With the literary forms of uncanny phenomena, there's much more of an attempt to conform to the rules of naturalistic law. To my knowledge the term "uncanny"-- which debuted in the 18th century-- doesn't take on any literary significance until it appears in the works of Otto, Ernst Jentsch, and Sigmund Freud. None of them focus on the exact same interpretation of the world, but it can be argued that they all have in common is what Jentsch calls "psychical uncertainties."
The Gothic works of Ann Radcliffe, most of which appeared at the end of the 18th century, may or may not ever use "uncanny," but they became famous for setting up supposed supernatural occurrence, only to explain it away with some contrivance. What is often overlooked, though, is that the feeling of the "uncanny uncertainty" is not necessarily dispelled by the revelation of the contrivance. Indeed, the contrivance itself, while not usually extravagant enough to contravene laws of time or space, may be sufficiently imaginative that it *seems* to depart from the naturalistic world. In Sherlock Holmes' world, no real demon-hounds can exist. Yet how realistic is a world in which murderers plot to kill their victims with trained dogs covered in phosphorescent paint?

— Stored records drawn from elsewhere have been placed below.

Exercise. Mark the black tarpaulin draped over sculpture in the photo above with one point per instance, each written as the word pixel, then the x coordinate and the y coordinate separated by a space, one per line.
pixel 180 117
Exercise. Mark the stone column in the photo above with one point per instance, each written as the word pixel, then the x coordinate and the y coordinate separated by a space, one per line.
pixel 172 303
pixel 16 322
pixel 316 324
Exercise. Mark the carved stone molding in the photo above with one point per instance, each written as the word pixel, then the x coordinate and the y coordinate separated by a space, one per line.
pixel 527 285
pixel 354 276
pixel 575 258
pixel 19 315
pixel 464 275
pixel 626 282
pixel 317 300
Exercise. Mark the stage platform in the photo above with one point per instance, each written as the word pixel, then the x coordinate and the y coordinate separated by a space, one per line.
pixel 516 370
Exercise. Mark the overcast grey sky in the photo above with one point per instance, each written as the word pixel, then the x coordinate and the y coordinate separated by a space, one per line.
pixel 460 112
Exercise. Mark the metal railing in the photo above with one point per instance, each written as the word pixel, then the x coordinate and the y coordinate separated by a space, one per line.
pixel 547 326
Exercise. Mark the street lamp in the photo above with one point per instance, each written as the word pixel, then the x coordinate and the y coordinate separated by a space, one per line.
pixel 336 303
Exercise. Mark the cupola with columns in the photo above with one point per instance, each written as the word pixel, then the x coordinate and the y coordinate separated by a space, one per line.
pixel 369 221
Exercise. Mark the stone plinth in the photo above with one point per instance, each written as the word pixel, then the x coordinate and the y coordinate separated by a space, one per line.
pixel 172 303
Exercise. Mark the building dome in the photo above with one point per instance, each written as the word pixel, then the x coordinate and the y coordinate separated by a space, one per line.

In order to create strangeness of either phenomenality, the author must take a temporary holiday from verisimilitude, and draw upon tropes that exist not in the real world, or in our perceptions of it, but exist purely within the corpus of literature. Such tropes are fiction's conduits to the unfamiliar-- though, after a time, they too can become overly familiar, and can only be rejuvenated by seeking to put new wine in old bottles.